Delson Uchôa | Geometria Vingada 2º Ato / Não posso esconder Mondrian
Empowering Certain Geometries
Cristiana Tejo
“What history or stories would we tell if, instead of a bone, which becomes an axe, which becomes a sword, which becomes a pistol, a cannon, a machine gun, and a bomb, we consider that the most important invention of humankind was the object made to contain other objects?” This is the question posed by anthropologist Ursula K. Le Guin in her book A Ficção como Cesta: uma Teoria [Fiction As a Basket: A Theory].¹ That is, if we could learn to admire baskets – their weaving and their function in the (gathering) society they gave rise to – rather than the axe or the spear, and consequently the world that was created based on objects that kill and subjugate, then what could we retell, remake or redo? A history of art based on the basket is perhaps a narrative in which the home, the affections and what nourishes and moves the artist are more important than awards, amounts, biennials and the résumé.

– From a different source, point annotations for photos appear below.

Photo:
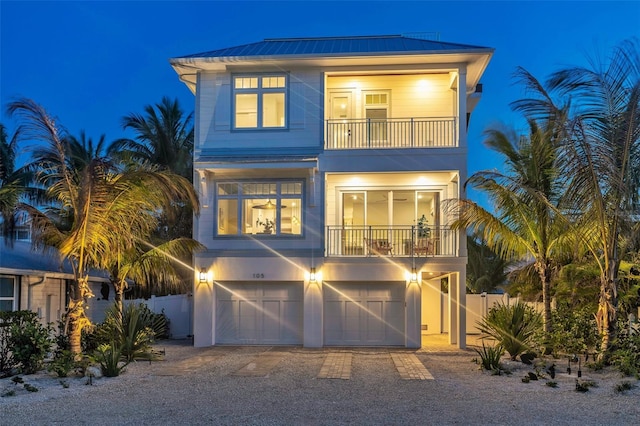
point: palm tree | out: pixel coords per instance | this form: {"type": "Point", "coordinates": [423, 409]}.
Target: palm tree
{"type": "Point", "coordinates": [14, 184]}
{"type": "Point", "coordinates": [164, 136]}
{"type": "Point", "coordinates": [601, 161]}
{"type": "Point", "coordinates": [98, 207]}
{"type": "Point", "coordinates": [145, 263]}
{"type": "Point", "coordinates": [524, 226]}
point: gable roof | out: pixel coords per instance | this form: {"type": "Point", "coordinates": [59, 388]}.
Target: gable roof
{"type": "Point", "coordinates": [20, 258]}
{"type": "Point", "coordinates": [391, 51]}
{"type": "Point", "coordinates": [337, 46]}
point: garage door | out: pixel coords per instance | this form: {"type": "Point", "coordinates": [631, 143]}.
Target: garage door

By making paintings with the addition of plant fiber – the basis of baskets, mats and houses of many of the many peoples who have existed since time immemorial in the territory that came to be called Brazil, and of many others who became part of it in the passage of centuries – Delson Uchoa spotlights weaving as the ancestral structure of this country. His paintings have always openly exalted his Northeastern origin, whether through the presence of the “strident” colors and lighting of Brazil’s Northeast, as pointed out by Paulo Herkenhoff, or through countless symbolic and textual references. His return to his homecity of Maceió, after many years in Rio de Janeiro, was essential for the artist’s aesthetic vocabulary to come fully into its own. There is always a sense of unease when we talk about the Northeast in a city like São Paulo. Perhaps because of the counterpoint between a place that exposes the oppressive structures on which the country was founded and the metropolis that tries to embody the dream (or illusion?) of being modern. But as Bruno Latour aptly observed, we have never been modern… Beneath the district of Liberdade [which means “freedom” in Portuguese] there lies the Pelourinho [whipping post] and the first houses of freed enslaved people in what was the fringe of a small village in colonial times. But if modernity is a march that trampled, massacred, erased and decimated, why do they want to be part of it?
Delson Uchoa’s painting is often a house, a skin, an inhabited painting. The geometry that structures much of his production in the last 20 years comes from the square patterns seen on the tiled floors of houses, a domestic geometry. The resin he uses as a basis in his painting ends up extracting the dust and residues of the house’s floor. The works featured here are based on other geometries, especially those present in Brazilian vernacular architecture, such as the oca (built of wood and straw), the dwelling made with wattle and daub (framework of interlaced thin branches daubed with clay or mud), the house made of rammed earth, as well as the platibanda-style houses of the Brazilian Northeast, a local rereading of an architecture from the Iberian Peninsula, supposedly from a Moorish origin. For people such as the Wayana, Tiriyó, Aparai and Yekuana, the outer covering of the arumã stalks resembles human skin; therefore, when woven, the fibers form the “skin” of the primordial woman as well as that of the fundamental supernatural beings.² The interweaving that Delson adds to his new painting thus refers to other houses and skins, other containers. It is a sort of cartography, a cultural and emotional localization of cities, elements, materials and patterns. Just as Piet Mondrian looks at the grid of New York’s urban layout and the circulation dynamics of the great city of the new empire, Delson Uchoa observes the geometric weave of the houses and the patterns of artifacts from the rural and backcountry regions of the Northeast, and paints their vibrations. But unlike Mondrian, who is astonished by the strange and the different, Delson dives fully into the essence of his own culture.
The rural and backcountry lands are characterized by the resilience of the human and nonhuman beings alike. Not much used in Brazil, the word agreste in Portuguese bears specific connotations related to the dry climatic conditions and soil of Brazil’s Northeast. An intense struggle is needed, however, for life to survive in this territory. Despite all the setbacks, beings and things sprout forth. In the history of art based on the basket it is this geometry that should be empowered, while not forgetting Mondrian.
¹ Le Guin, Ursula K. (2022). A ficção como cesta: uma teoria e outros textos. Lisbon: Dois Dias edições. [That book is the basis for the quotation given here, translated from the Portuguese. It should also be noted that, in English, Le Guin wrote about a “carrier bag,” while the book cited here, published in Portuguese, refers to a cesta (basket). In keeping with the various references to basketry in the present text, this English translation also retains the metaphor of the basket.]
² VELTHEM, Lucia Hussak van. “Trançados indígenas norte amazônicos: fazer, adornar, usar.” Revista de Estudos e Pesquisas, Brasília, v. 4, n. 2, pp. 117–146, Dec. 2007, p. 124.